March 30, 2017 | OPEC

London, UK |  — Oil prices extended gains on Wednesday despite industry data showing an increase in US crude inventories, lifted by supply disruptions in Libya and views that an oil cartel OPEC-led output reduction is likely to be extended.

Front-month Brent crude futures rose 41c to $51.74 a barrel by 9.29am GMT. West Texas Intermediate (WTI) crude futures were up 34c at $48.71 a barrel.

Oil production from the western Libyan fields of El Sharara and Al Wafa has been blocked by armed protesters, reducing output by some 250,000 barrels per day (bpd) and prompting the National Oil Corporation to declare force majeure on Tuesday.

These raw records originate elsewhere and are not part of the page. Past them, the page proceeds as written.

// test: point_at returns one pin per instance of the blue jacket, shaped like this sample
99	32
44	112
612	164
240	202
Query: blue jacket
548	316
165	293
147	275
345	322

“That [Libya], along with the Iranian oil minister saying there is likely to be an extension to the production cut deal, helped crude oil rally overnight,” said Greg McKenna, chief market strategist at futures brokerage AxiTrader.

OPEC member Libya was excluded from the cuts, agreed late last year, as the country’s oil sector fell victim to the unrest that followed the toppling of Muammar Gaddafi in 2011.

Iranian oil minister Bijan Zanganeh said on Tuesday that the agreement between OPEC and other producers led by Russia to cut output by 1.8-million bpd in the first half of 2017 was likely to be extended.

Prices gained despite a rise last week in US crude inventories. US crude stocks rose by 1.9-million barrels to 535.5-million barrels, while gasoline and distillate stocks declined, the American Petroleum Institute said.

The US Energy Information Administration (EIA) is due to publish official US crude and fuel product data on Wednesday. As markets remain bloated half-way into the cuts, there is a broad expectation that the supply reductions will be prolonged into the second half.

The OPEC-led strategy to re-balance oil markets is not without controversy, however. As OPEC, and especially Saudi Arabia cut production, producers not participating in the accord have been quick to fill the supply gap and gain market share. In the US in particular, shale oil drillers have seized the opportunity to ramp up output and exports. As a result, China became the third-biggest overseas destination for US crude in 2016, according to EIA data, up from ninth position the previous year.